At a time when prisons in the country are not only faced with excessive overcrowding but also budget cuts and limited resources, many officials fear that the expected extradition of these Pakistani prisoners languishing in foreign jails may compound their problems.
Even though officials agree on the basic principle of the terms and conditions – sought primarily on humanitarian grounds – signed by Interior Minister Rehman Malik and UAE Deputy Prime Minister Lt General Shaikh Saif Bin Zayed Al Nahyan on February 27, they questioned why similar treaties were not being pursued with Afghanistan and India on a priority basis — given the majority of foreign prisoners in Pakistani jails are Indians and Afghans.
One senior prison official in Sindh said: “All we are saying is that when Pakistan signs an agreement with countries such as the UAE we get no benefit since not many UAE nationals are prisoners in our country.
While they get rid of their responsibility by sending back Pakistani prisoners through this agreement, we (don’t derive any benefit since we) don’t have many prisoners to send back.”
According to Foreign Office spokesperson Abdul Basit, Pakistan only has prisoner exchange agreements with the UAE, Thailand and Sri Lanka.
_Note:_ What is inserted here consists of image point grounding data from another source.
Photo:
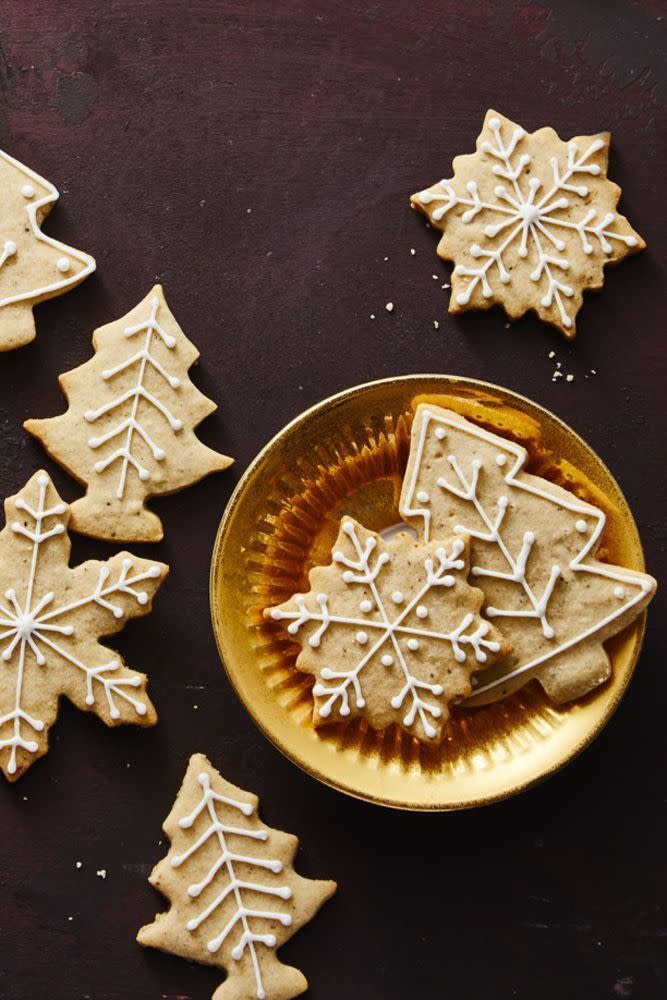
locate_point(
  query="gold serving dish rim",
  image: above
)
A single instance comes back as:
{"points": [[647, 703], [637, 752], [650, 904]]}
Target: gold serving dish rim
{"points": [[480, 779]]}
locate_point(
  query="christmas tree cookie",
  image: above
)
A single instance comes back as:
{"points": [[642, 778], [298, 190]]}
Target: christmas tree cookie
{"points": [[235, 897], [533, 553], [51, 618], [129, 431], [529, 221], [391, 631], [33, 266]]}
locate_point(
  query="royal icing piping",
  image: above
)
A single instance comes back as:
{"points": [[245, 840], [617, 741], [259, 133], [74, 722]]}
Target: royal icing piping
{"points": [[527, 217], [63, 264], [28, 627], [131, 424], [236, 886], [388, 631], [466, 490]]}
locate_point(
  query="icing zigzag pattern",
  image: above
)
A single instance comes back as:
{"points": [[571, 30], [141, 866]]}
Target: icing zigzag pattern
{"points": [[138, 395], [232, 888], [516, 217]]}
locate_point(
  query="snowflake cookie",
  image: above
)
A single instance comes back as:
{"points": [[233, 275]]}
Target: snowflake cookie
{"points": [[33, 266], [235, 897], [129, 430], [532, 552], [530, 222], [391, 631], [51, 617]]}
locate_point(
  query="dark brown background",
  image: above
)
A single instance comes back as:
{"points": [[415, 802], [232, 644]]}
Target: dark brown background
{"points": [[256, 157]]}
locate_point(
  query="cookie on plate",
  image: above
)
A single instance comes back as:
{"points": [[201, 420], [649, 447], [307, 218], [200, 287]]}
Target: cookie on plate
{"points": [[533, 553], [129, 431]]}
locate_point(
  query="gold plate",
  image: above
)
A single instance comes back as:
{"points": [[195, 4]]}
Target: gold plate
{"points": [[347, 456]]}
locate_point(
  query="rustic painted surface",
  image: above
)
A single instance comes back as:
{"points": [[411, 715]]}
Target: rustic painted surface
{"points": [[256, 157]]}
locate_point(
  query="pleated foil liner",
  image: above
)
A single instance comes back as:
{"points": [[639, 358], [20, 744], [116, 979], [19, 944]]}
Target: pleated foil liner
{"points": [[348, 457]]}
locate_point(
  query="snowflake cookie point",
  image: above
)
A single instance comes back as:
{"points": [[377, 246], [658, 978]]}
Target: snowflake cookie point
{"points": [[51, 623], [555, 612], [502, 243], [415, 649]]}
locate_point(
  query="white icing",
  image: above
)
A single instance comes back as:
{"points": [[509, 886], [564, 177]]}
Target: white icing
{"points": [[364, 569], [138, 394], [465, 488], [8, 250], [228, 856], [527, 219], [31, 623], [51, 194]]}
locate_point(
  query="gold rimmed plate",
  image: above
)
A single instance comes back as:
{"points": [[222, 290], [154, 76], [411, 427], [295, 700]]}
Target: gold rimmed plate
{"points": [[347, 455]]}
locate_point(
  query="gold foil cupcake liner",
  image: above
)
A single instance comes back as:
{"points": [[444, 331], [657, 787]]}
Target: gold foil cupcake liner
{"points": [[348, 456]]}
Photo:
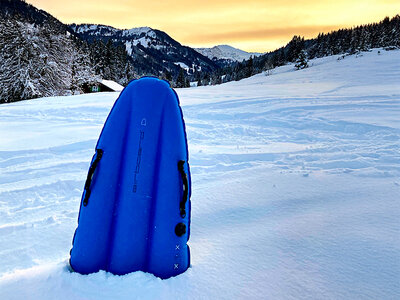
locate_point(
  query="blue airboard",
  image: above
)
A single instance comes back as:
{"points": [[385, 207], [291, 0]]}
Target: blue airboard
{"points": [[135, 208]]}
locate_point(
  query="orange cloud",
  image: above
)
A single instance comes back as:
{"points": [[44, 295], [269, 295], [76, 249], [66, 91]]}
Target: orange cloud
{"points": [[254, 25]]}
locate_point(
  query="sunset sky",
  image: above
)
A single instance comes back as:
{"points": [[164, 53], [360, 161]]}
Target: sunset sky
{"points": [[251, 25]]}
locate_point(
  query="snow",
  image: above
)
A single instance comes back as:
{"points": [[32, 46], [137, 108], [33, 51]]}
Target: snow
{"points": [[182, 65], [226, 52], [112, 85], [296, 188]]}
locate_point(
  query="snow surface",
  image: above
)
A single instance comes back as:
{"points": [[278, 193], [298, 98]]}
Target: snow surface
{"points": [[296, 188], [115, 86]]}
He confirmed that there were no such treaties either with India or Afghanistan.
Although Basit said that there was “certainly no agreement with the US”, a US Congress research service paper stated that a US-Pakistan accord had roots in a US-UK treaty of 1932, which was then applicable to all colonial territories. Pakistan inherited it after 1947 and subsequently through a notification in February 1973 the US was included among the countries with which it had the treaty. However, the spokesperson denied that any such formal agreement existed in the current scenario.
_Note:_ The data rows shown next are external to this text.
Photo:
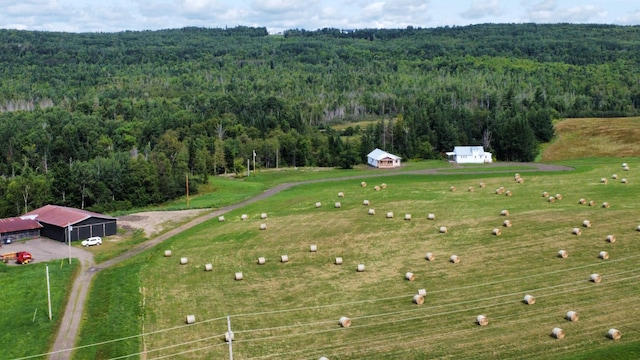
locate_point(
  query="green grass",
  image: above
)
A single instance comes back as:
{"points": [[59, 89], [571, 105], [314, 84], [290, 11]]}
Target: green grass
{"points": [[24, 314], [291, 310]]}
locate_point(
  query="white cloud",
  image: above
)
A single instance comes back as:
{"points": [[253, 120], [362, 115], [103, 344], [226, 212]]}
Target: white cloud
{"points": [[480, 9]]}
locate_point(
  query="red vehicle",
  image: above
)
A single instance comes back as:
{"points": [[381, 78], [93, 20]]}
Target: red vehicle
{"points": [[21, 257]]}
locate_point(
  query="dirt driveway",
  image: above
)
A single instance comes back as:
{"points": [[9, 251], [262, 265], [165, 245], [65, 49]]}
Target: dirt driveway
{"points": [[43, 250]]}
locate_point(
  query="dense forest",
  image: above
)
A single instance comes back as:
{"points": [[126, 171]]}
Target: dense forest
{"points": [[108, 121]]}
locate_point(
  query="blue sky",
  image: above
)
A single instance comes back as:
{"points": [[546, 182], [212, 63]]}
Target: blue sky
{"points": [[279, 15]]}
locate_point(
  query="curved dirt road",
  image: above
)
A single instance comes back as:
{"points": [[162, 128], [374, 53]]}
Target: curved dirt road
{"points": [[65, 341]]}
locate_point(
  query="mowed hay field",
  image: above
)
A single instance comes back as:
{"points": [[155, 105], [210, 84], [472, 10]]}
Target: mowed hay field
{"points": [[291, 310]]}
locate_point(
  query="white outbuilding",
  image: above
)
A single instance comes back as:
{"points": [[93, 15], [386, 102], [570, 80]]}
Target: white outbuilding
{"points": [[469, 155], [382, 159]]}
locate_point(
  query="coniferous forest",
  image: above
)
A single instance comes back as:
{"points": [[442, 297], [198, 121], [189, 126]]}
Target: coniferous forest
{"points": [[110, 121]]}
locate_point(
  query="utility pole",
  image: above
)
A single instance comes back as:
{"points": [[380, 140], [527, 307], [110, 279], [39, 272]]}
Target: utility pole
{"points": [[48, 292]]}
Another issue that irked prison officials was money. They claimed that each prisoner costs the government significant money since one has to take care of their legitimate living expenses.
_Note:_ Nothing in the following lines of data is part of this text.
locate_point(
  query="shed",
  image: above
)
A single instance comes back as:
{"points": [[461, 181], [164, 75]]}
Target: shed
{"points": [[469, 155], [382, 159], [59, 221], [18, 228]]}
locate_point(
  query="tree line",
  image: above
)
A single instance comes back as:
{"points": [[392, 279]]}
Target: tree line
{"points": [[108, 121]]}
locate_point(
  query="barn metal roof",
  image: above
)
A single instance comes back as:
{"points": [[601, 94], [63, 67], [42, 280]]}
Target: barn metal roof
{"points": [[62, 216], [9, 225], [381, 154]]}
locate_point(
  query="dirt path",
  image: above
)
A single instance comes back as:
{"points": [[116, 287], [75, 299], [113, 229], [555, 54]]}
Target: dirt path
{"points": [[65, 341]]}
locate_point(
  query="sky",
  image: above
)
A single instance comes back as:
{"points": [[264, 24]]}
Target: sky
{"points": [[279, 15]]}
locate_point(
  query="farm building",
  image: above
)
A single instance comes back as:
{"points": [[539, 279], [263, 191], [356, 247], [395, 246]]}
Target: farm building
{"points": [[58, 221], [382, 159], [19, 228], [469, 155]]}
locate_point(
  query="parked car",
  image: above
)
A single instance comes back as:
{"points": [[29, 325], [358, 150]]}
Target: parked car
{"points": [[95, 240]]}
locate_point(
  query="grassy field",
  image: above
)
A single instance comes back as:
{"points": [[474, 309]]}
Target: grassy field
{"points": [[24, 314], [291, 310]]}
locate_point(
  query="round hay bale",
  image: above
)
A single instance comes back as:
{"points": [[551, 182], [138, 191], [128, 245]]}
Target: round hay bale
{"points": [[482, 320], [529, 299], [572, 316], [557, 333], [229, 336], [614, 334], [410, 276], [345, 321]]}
One prison official, who requested not to be named, suggested one clause that could have been added to the agreement should have been that expenses of the prisoners being returned would be borne by the country from where the prisoner is extradited.
The official complained that Malik did not consult any senior prison official before signing the agreement.
According to the agreement, any of the 1,400 Pakistani prisoners in the UAE sentenced to more than six months imprisonment would have the option of serving the term back home.
Punjab Prisons Inspector General (IG) Mian Farooq Nazir said that no one opposed the agreement with the UAE since this was formulated to facilitate Pakistani prisoners, who mostly belong to the lower-income class and whose families cannot bear the financial burden of visiting them in a foreign country.
“But had the UAE also agreed to provide the ‘kharcha paani’ (expenses) of the extradited prisoners, it would have been better,” he said.
Meanwhile, Sindh Prisons IG Ghulam Qadir Thebo stated that there were indeed some jails such as the Karachi Central Jail where overcrowding persists to date. However, he said that new barracks and jails were being constructed throughout the province to deal with the issue.
Justice (retired) Nasir Aslam Zahid stressed the importance of having prisoner exchange treaties with Afghanistan and India as well. However, he dismissed the concerns of the prison officials: “It’s not like all the prisoners in the UAE belong to one particular province. We have enough jails in the country to accommodate them all,” he said.
“Our prisoners in the Middle East face a horrific time in jails. Most of them have no means of communication with their families. So in that spirit, I think it is a very good agreement.”
Published in The Express Tribune, March 5th, 2012.